As Bond Market Tumbles, Pimco Seeks to Reassure Investors
Here is the opening to this interesting article from The New York Times
As investors prepare for a long-term shift in interest rates, few large financial firms are as vulnerable as the giant money manager Pimco.
Over the last 30 years, the company has been one of the biggest beneficiaries of steadily falling interest rates, which have made bonds, and Pimco's trademark bond mutual funds , into star investments. The environment propelled Pimco's transformation into the fifth-largest asset manager in the world, landed it in many retirement plans and gave its leader, William H. Gross, an aura of invincibility.
Now, as interest rates have surged in the last two months, the company is showing several signs of stress.
Three-quarters of the company's popular exchange-traded funds have experienced outflows during June, with two of them losing nearly 40 percent of their holdings, according to data from Lipper. At the same time, nearly 70 percent of Pimco's mutual funds and E.T.F.'s have been underperforming their benchmarks, data from Morningstar shows.

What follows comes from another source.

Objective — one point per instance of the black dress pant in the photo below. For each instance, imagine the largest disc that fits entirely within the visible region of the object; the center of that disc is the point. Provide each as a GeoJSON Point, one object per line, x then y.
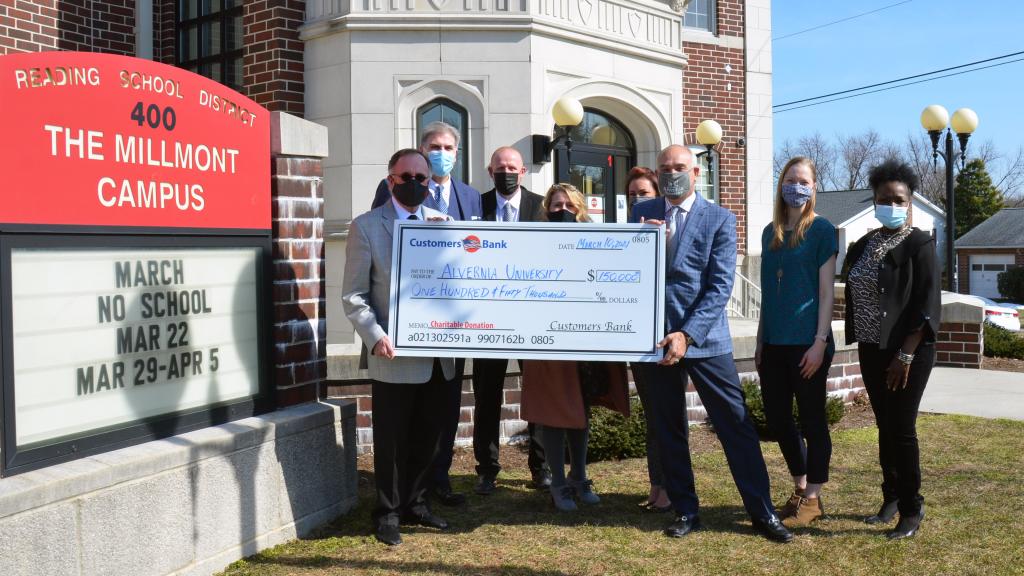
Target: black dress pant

Two of its top executives have written articles in the last week comparing their customers to passengers afloat in treacherous waters, with reassurances as to why they will survive. Pimco, formally the Pacific Investment Management Company, is far from the only asset manager to deliver subpar returns in the last few weeks. Stock prices have fallen, and the broad universe of bond mutual funds has had the biggest monthly outflow since the peak of the financial crisis in 2008, largely because of fears that the Federal Reserve will ease up on its stimulus program. But no other big-name firm has tied its fate as closely to bonds as Pimco.
David Fuller's view Bill Gross played the long-term bull market trend in bonds superbly. However, once those big trends begin to reverse, even the best long-only managers will be under considerable pressure.